The Ease of Acquaintance May Have to Pay Dearly

At home, your wife meets you, and a day later she does not even remember what happened – after all, for her, this mistress was purely virtual – she never met her life. A few more weeks will pass and all this will be forgotten – the peculiarity of online dating is that they are perceived as something completely optional, something that can be ignored because they come easily and just as easily and go away.

And that girl will remember for a long time about the strange young man who appeared so suddenly, but just as suddenly disappeared. And who is to blame for the fact that they had a relationship in the virtual, and not in the real world. Maybe in the real world, they would never have looked at each other! We are already half living in the virtual world and for us, accustomed to the keyboard and the display, it seems that everything in life should be just as easy – clicked the mouse – a girl appeared, clicked on the cross at the top – the girl disappeared.
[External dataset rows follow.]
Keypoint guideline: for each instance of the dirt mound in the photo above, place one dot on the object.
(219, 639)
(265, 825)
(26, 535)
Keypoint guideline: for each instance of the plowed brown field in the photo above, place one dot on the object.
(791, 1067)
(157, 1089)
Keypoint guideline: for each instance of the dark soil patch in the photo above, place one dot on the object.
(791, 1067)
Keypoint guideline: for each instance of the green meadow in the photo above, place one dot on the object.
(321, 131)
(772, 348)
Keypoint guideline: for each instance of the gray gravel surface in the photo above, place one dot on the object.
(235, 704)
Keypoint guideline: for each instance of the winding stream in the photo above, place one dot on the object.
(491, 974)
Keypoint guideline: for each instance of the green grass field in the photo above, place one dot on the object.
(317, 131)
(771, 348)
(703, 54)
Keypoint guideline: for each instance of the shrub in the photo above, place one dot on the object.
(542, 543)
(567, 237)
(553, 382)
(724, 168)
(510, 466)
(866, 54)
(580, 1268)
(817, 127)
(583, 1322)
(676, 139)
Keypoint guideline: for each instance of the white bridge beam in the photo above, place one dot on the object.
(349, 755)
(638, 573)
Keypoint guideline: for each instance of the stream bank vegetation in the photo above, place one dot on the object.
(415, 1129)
Now it remains to erase in memory everything that is connected with it, although here it is a little more difficult, but still not impossible. It was a collection of bytes, then materialized and returned again to some completely different reality, not connected in any way with you. And what to do – this is the specificity of our time, our era. I think that a few more years will pass and dating on the Internet will die out and our children will only meet in the real world since they will well understand that virtual dating begins easily, but can end sadly and terribly.